DIXIÈME JOURNÉE
Je me réveillai plus matin qu’à l’ordinaire, et j’allai sur la terrasse pour y respirer plus à mon aise, avant que le soleil eût embrasé l’atmosphère. L’air était calme. Le torrent lui-même semblait mugir avec moins de fureur et laissait entendre les concerts des oiseaux.
La paix des éléments passa jusqu’à mon âme,* et je pus réfléchir avec quelque tranquillité sur ce qui m’était arrivé depuis mon départ de Cadix. Quelques mots échappés à Don Emmanuel de Sa, gouverneur de cette ville, et que je ne me rappelai qu’alors, me firent juger qu’il entrait aussi dans la mystérieuse existence des Gomélez, et qu’il savait aussi une partie de leur secret.

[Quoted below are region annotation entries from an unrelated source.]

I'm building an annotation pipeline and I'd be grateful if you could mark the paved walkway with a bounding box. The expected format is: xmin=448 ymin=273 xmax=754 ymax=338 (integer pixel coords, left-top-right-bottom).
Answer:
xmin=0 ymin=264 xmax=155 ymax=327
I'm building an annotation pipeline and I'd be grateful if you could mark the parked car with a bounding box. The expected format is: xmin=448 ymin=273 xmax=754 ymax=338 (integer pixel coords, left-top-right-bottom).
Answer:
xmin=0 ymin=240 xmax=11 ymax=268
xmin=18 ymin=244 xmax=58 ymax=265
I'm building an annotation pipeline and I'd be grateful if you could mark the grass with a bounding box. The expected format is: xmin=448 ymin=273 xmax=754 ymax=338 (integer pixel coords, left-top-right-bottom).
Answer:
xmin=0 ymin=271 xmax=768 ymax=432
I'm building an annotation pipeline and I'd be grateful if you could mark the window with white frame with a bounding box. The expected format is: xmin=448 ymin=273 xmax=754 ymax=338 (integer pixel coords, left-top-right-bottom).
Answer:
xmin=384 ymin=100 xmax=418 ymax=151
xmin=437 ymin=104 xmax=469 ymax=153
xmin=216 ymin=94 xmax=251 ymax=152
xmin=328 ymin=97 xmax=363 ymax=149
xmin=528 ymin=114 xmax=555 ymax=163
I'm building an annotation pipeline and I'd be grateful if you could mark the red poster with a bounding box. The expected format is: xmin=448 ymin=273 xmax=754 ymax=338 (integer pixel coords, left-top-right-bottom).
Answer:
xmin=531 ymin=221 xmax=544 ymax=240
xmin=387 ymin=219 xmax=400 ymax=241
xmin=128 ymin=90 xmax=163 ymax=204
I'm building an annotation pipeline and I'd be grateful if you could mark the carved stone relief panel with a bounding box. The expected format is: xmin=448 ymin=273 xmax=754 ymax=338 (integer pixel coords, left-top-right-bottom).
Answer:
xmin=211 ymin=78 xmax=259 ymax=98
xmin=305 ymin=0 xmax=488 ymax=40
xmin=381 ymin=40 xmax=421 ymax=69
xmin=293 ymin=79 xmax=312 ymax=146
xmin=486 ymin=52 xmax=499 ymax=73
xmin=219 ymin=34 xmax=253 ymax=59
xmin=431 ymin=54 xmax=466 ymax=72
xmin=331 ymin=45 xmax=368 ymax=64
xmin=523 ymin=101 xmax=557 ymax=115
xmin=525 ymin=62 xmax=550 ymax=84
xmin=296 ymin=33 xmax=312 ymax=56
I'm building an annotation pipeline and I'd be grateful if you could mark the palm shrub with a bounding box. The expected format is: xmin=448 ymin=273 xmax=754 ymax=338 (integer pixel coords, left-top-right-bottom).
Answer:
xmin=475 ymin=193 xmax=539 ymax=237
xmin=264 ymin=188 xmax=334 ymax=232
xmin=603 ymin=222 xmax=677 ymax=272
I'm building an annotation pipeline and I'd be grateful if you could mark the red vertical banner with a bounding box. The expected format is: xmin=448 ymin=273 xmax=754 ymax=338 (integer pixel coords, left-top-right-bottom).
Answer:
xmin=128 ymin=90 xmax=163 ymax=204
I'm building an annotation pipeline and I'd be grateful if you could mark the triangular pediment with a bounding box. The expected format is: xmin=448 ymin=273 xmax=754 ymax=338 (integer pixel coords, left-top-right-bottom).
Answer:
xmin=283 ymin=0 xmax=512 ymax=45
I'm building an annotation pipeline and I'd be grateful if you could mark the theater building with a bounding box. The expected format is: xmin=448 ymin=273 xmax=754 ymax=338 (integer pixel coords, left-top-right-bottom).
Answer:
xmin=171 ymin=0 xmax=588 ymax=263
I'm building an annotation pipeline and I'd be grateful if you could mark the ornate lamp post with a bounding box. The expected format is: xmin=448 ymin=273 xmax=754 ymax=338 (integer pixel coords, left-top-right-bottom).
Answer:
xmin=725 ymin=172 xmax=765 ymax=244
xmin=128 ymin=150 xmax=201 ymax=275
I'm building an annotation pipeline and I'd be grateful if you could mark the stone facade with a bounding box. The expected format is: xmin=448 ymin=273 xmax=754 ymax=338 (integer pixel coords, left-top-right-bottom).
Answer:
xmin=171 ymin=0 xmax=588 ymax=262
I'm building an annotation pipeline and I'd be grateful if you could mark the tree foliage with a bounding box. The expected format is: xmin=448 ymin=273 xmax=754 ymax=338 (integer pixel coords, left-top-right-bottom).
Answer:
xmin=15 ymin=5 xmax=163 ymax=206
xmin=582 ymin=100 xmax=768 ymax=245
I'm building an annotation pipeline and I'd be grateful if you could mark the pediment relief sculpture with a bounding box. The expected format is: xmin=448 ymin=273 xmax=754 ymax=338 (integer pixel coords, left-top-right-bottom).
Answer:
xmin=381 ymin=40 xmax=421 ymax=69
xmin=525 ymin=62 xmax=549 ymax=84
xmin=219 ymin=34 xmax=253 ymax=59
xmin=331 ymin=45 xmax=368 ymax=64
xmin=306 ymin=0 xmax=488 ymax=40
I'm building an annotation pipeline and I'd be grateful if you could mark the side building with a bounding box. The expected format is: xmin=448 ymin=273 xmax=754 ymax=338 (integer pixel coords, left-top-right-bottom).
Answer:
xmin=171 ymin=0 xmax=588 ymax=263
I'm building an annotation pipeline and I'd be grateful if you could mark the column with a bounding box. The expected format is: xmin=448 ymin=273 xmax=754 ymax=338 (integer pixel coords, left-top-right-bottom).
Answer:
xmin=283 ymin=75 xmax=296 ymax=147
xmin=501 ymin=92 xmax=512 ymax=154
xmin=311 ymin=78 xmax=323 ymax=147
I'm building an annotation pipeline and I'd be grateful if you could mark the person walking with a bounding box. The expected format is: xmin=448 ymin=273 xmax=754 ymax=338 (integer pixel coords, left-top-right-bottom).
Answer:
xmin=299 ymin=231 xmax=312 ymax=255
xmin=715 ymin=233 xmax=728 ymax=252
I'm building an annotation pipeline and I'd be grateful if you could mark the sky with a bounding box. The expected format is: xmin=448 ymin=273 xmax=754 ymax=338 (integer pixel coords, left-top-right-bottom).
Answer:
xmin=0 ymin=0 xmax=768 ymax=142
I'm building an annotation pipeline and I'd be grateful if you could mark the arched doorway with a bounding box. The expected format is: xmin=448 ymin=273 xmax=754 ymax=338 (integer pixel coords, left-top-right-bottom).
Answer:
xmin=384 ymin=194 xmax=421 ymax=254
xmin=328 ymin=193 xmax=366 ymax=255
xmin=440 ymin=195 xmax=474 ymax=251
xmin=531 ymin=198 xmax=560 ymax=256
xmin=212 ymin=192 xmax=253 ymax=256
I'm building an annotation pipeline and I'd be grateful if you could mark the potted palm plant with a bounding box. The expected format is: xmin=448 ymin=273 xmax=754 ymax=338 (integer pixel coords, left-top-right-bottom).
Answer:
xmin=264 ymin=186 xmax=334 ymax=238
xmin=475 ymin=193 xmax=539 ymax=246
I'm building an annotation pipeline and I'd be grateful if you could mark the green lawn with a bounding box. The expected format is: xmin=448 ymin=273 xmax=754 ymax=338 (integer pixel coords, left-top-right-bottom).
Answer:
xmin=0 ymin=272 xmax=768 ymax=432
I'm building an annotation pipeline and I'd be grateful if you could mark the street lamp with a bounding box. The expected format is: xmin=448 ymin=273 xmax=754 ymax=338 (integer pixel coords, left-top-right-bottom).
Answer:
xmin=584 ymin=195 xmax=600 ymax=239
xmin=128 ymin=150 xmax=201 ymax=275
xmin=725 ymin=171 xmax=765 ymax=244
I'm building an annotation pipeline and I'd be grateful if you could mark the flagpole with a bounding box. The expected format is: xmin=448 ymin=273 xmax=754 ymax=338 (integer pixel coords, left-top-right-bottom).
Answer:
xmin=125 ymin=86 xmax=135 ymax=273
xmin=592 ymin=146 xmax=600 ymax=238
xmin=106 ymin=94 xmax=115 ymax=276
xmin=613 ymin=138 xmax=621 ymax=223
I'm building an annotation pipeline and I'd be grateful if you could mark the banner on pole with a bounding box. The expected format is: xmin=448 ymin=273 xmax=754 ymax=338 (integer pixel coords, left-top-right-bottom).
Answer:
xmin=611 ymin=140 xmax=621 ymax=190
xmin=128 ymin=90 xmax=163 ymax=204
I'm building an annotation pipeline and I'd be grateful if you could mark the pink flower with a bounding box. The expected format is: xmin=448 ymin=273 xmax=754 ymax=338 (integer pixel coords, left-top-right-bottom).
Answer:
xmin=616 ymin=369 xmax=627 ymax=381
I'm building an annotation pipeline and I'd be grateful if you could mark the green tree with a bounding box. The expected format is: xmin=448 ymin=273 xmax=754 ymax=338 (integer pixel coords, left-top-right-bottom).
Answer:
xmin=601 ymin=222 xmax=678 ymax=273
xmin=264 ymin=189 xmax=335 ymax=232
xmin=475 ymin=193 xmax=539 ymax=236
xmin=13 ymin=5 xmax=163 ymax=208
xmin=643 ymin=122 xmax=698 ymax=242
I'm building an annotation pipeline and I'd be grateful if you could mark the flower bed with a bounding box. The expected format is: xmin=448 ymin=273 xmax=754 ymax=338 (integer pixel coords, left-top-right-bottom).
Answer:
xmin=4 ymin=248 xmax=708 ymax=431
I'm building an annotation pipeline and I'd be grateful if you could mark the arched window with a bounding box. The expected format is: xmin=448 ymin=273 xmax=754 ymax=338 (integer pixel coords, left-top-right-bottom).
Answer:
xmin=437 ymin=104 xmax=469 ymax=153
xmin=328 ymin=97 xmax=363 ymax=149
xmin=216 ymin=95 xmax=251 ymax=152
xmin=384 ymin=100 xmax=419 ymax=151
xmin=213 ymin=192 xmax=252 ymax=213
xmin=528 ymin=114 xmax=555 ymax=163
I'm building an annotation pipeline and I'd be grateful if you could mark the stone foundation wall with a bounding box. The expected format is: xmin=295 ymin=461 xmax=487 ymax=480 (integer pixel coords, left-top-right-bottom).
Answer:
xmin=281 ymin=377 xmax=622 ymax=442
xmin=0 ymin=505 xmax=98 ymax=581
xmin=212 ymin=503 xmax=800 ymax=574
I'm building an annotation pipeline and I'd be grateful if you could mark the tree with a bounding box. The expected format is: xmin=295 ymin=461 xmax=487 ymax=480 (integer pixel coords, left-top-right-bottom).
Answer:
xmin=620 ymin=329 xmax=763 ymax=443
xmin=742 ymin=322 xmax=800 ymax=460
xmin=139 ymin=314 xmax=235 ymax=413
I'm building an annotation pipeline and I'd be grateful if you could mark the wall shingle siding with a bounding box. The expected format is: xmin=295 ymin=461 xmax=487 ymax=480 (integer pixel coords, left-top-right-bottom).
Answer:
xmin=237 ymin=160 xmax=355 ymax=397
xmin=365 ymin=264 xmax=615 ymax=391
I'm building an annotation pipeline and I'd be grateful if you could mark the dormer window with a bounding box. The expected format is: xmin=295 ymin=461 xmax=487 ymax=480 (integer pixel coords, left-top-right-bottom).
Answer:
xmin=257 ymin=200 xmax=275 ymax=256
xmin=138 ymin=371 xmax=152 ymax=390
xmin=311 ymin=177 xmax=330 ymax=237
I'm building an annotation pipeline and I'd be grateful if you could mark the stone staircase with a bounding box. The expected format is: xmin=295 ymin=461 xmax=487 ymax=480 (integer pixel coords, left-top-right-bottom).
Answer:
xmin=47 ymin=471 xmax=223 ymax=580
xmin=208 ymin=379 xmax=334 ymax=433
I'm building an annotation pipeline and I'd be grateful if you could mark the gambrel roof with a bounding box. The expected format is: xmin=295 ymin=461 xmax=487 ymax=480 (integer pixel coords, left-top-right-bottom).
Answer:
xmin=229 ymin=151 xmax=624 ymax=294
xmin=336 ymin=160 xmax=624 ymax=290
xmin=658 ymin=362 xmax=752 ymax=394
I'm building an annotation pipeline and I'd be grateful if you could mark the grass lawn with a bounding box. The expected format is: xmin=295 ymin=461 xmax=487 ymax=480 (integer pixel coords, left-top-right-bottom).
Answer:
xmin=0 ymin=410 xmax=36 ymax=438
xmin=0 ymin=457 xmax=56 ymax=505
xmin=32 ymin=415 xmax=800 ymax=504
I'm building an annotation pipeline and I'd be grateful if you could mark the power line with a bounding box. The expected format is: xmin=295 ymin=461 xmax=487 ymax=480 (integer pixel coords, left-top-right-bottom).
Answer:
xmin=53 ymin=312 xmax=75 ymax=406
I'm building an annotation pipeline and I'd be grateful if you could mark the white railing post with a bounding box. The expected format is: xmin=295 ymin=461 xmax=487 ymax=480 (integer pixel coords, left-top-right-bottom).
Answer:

C’était lui qui m’avait donné mes deux valets, Lopez et Moschito, et je supposai que c’était par son ordre qu’ils m’avaient quitté à l’entrée de la vallée désastreuse de Los Hermanos. Mes cousines m’avaient souvent fait entendre que l’on voulait m’éprouver. Je pensai que l’on m’avait donné à la venta une boisson pour m’endormir et que, pendant mon sommeil, l’on m’avait transporté sous le gibet. Pascheco pouvait être devenu borgne par un tout autre accident que par sa liaison amoureuse avec les deux pendus, et son effroyable histoire pouvait être un conte. L’ermite, cherchant toujours à surprendre mon secret sous les formes de la confession, me paraissait être un agent des Gomélez, qui voulait éprouver ma discrétion*18. Il me parut enfin que je commençais à voir plus clair dans mon histoire, et à l’expliquer sans avoir recours aux êtres surnaturels, lorsque j’entendis au loin une musique fort gaie dont les sons semblaient tourner la montagne. Ils devinrent bientôt plus distincts, et j’aperçus une troupe joyeuse de Bohémiens qui s’avançaient en cadence, chantant et s’accompagnant de leurs sonahhas et cascareas. Ils établirent leur petit camp volant près de la terrasse et me donnèrent la facilité de remarquer l’air d’élégance répandu sur leurs habits et leur train. Je supposai que c’étaient là ces mêmes Bohémiens voleurs, sous la protection desquels s’était mis l’aubergiste de la Venta de Cardegnas, à ce que m’avait dit l’ermite, mais ils me paraissaient trop galants pour des brigands. Tandis que je les examinais, ils dressaient leurs tentes, mettaient leurs olles sur le feu, suspendaient les berceaux de leurs enfants aux branches des arbres voisins. Et, lorsque tous ces apprêts furent finis, ils se livrèrent de nouveaux aux plaisirs attachés à leur vie vagabonde, dont le plus grand à leurs yeux est la fainéantise.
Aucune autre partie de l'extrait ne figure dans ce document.